Be Part of the AI Revolution at the Chatbot Conference Tomorrow! | by Cassandra C.

Botober 2024

Virtual Personas for Language Models with An Anthology of Backstories – Berkeley Artificial Intelligence Research Blog

Machine Learning Interview Questions and Answers

What are the hybrid verbs that change?

Limited tool acquisition

Informative careers and trajectories

Training method

Results in osworld

Cross-platform transfer to WindowsAgentaRena

Key acquisition

nimda

Subscribe to our mailing list to get the new updates!

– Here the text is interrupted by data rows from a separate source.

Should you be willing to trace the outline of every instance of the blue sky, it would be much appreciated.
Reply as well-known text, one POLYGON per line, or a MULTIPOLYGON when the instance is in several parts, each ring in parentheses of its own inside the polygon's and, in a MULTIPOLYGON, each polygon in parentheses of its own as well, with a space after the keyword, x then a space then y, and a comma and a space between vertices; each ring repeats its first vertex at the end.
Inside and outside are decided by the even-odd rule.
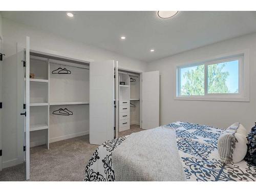
MULTIPOLYGON (((228 88, 230 93, 234 93, 239 88, 239 61, 234 60, 228 62, 225 62, 226 65, 222 69, 223 72, 227 71, 229 75, 226 81, 226 84, 228 88)), ((217 64, 221 66, 223 63, 217 64)), ((180 70, 180 82, 181 87, 186 81, 186 79, 183 78, 184 74, 188 71, 195 70, 197 66, 190 67, 186 68, 181 68, 180 70)))

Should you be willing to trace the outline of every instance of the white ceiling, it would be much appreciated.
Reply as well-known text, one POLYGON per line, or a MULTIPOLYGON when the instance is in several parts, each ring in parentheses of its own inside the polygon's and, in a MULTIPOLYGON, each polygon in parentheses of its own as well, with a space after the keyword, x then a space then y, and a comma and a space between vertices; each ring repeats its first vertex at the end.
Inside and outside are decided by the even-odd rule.
POLYGON ((256 32, 256 12, 181 11, 161 19, 156 11, 2 12, 4 17, 149 62, 256 32), (126 38, 121 40, 124 35, 126 38), (154 49, 152 53, 150 49, 154 49))

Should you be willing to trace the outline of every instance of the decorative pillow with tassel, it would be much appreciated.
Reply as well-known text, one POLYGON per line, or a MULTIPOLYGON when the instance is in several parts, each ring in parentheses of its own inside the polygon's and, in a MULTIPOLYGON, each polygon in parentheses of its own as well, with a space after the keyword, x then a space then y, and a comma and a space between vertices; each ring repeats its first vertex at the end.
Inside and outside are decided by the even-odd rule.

The Hidden Curriculum of Data Science Interviews: Which Companies Really Test It

When translators sing: Synchronizing the power of visual information based on textual information

Related Articles

Google AI introduces the flame method: One active learning that selects the most informative samples for training and smoothing the special model

Anthrogen presents Odyssey: A 102B protein language model of protein substitution according to training with discrete def

Pokeeresearch-7b: An open source 7b deep learning agent trained with reinforcement learning from AI Reportback (RLAIIIF) and strong dynamic reasoning

How to design a fully functional business assistant with Retrieval Augmentation and policy Guardrails using open source AI

Leave a Reply Cancel reply

Google AI issuing MLE-Star: State Engineering Agent to work with Autory A Tasks

Servicess MCP brings correcting AWS running AWS travel within modern IDs

Subscribers, Revenue, Market Share & Global Reach

Google AI introduces the flame method: One active learning that selects the most informative samples for training and smoothing the special model

The Ultimate Guide to ChatGPT: What You Need to Know

Be Part of the AI ​​Revolution at the Chatbot Conference Tomorrow! | by Cassandra C.

Botober 2024

Virtual Personas for Language Models with An Anthology of Backstories – Berkeley Artificial Intelligence Research Blog

Machine Learning Interview Questions and Answers

Be Part of the AI Revolution at the Chatbot Conference Tomorrow! | by Cassandra C.